Senate Democratic Leader Harry Reid (NV) has announced that he will not seek reelection in 2016, and his most likely successor is Chuck Schumer (D‑NY). No doubt a lot will be said by journalists and commentators about what this transition means for policy and politics.
If you want to get an idea of what that change might mean for U.S. trade policy in the long run, you should take a look at Cato’s congressional trade votes database—Free Trade, Free Markets: Rating the Congress.
Throughout his career, Reid has been a staunch opponent of trade liberalization. He has voted in favor of market‐distorting subsidies and tariffs at almost every opportunity:
For instance, Reid thwarted President Obama’s attempt to secure trade promotion authority last year when Reid was still majority leader.
Schumer has a less drastic voting record:
Though hardly inspiring, Schumer’s record is better than Reid’s.
It can be useful to see more specifically where the senators differ.
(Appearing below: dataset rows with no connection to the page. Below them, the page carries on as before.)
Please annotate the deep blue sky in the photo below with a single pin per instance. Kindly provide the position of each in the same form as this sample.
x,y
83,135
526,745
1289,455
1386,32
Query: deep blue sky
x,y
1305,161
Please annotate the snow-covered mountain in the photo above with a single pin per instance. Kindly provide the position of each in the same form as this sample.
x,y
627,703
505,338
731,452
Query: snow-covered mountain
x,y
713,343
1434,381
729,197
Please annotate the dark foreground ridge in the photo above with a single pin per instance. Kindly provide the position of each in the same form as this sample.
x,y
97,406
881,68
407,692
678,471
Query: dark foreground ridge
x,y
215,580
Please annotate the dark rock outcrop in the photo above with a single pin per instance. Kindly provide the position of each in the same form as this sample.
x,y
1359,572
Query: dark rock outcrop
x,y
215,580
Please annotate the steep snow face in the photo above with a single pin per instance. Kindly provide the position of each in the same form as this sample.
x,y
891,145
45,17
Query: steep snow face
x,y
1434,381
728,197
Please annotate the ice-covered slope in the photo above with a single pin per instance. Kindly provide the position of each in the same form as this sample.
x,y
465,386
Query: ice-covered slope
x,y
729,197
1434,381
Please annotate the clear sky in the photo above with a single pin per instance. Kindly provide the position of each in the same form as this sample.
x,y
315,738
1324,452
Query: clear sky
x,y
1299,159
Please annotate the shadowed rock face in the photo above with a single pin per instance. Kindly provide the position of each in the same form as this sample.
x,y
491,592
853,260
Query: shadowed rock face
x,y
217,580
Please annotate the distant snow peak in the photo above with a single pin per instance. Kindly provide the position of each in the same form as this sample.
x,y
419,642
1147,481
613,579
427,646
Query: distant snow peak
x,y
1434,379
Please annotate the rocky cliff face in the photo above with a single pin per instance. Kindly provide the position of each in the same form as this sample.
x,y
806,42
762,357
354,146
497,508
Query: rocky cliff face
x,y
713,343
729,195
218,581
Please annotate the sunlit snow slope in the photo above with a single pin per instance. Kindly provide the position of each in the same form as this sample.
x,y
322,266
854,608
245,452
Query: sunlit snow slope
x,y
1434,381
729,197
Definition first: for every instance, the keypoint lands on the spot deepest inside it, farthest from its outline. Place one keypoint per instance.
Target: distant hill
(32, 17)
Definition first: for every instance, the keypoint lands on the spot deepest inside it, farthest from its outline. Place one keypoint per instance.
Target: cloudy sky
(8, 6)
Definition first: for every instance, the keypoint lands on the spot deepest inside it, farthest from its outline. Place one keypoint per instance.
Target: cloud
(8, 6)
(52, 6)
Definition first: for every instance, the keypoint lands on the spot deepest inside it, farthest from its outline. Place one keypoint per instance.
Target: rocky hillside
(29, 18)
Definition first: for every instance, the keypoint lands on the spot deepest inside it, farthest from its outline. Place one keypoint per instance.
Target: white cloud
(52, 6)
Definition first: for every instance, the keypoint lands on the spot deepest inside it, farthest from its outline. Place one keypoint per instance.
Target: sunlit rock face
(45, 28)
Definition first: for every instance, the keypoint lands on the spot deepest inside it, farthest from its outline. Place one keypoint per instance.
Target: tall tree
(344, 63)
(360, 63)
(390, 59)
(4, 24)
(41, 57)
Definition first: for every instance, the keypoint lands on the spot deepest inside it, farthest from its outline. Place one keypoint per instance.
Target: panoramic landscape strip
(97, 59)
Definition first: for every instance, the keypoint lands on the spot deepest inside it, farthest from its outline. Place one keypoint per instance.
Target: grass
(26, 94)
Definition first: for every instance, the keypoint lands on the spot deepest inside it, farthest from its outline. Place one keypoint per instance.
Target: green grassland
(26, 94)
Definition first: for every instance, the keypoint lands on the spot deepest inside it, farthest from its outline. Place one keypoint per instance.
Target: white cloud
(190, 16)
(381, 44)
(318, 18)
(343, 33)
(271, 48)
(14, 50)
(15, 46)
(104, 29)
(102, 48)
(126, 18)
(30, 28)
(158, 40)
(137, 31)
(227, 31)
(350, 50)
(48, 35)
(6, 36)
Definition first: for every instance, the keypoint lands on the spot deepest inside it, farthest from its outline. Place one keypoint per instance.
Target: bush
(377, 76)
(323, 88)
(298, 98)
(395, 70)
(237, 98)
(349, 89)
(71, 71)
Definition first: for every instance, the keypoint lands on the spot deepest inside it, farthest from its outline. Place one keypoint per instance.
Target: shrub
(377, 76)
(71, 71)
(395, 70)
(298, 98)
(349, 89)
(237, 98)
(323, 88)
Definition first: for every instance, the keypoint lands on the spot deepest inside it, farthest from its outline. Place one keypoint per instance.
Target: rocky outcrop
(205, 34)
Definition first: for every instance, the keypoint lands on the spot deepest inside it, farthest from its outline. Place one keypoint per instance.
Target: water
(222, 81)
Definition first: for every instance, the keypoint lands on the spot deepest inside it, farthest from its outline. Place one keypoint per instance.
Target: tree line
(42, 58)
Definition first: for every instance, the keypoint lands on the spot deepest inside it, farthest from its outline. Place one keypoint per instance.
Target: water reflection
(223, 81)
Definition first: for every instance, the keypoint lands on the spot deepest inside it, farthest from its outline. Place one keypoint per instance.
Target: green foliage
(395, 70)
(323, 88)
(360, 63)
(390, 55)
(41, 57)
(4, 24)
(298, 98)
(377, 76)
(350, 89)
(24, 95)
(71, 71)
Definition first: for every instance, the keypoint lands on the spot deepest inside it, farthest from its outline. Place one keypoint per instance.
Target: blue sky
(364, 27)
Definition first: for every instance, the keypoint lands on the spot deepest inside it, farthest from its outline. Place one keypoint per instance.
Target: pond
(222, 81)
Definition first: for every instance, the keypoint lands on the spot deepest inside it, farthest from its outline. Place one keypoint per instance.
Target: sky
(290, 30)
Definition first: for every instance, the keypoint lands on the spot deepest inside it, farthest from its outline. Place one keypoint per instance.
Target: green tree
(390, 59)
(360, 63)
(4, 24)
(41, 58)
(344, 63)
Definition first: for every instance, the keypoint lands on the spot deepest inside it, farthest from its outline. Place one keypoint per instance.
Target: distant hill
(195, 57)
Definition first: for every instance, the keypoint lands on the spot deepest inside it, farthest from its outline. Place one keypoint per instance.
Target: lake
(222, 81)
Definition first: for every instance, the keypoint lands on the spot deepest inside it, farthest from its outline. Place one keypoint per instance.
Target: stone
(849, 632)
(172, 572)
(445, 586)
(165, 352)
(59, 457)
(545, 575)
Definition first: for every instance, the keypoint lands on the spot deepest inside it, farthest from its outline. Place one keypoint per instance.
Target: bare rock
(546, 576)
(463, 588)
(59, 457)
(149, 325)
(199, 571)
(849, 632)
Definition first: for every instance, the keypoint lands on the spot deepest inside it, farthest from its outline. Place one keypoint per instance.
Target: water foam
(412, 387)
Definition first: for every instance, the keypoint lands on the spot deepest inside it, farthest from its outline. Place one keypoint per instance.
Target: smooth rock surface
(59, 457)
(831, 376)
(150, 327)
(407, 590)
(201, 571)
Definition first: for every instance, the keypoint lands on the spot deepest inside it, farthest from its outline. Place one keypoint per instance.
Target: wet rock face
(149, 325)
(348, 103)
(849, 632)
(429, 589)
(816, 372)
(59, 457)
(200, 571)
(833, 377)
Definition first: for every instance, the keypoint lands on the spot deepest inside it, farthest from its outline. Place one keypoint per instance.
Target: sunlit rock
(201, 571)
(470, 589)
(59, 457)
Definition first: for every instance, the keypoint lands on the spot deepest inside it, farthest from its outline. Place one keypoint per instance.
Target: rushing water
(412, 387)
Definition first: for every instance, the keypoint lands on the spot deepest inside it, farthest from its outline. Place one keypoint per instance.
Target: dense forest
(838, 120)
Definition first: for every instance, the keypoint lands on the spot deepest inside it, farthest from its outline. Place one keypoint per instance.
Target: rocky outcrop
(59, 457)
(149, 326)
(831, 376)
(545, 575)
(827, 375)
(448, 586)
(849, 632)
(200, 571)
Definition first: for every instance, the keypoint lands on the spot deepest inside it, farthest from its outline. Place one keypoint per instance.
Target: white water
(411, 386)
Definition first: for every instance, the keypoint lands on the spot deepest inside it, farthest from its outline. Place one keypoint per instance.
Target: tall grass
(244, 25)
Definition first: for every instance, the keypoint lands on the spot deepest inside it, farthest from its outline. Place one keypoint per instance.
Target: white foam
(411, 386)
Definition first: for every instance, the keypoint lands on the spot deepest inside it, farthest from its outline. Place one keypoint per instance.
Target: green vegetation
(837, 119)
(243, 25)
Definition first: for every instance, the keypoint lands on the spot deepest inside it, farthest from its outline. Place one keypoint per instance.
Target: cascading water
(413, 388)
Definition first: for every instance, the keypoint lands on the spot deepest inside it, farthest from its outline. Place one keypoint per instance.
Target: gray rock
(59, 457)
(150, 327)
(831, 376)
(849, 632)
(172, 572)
Unlike Reid, Schumer has voted in favor of free trade agreements from time to time; he has supported lifting and loosening the Cuba embargo, and – at least in his earlier years in the Senate – voted to reform the sugar program.
Should he take the helm next term, Schumer’s less rigid resistance to trade liberalization may help Senate Democrats better represent their base, which is less opposed to trade and globalization than most people realize.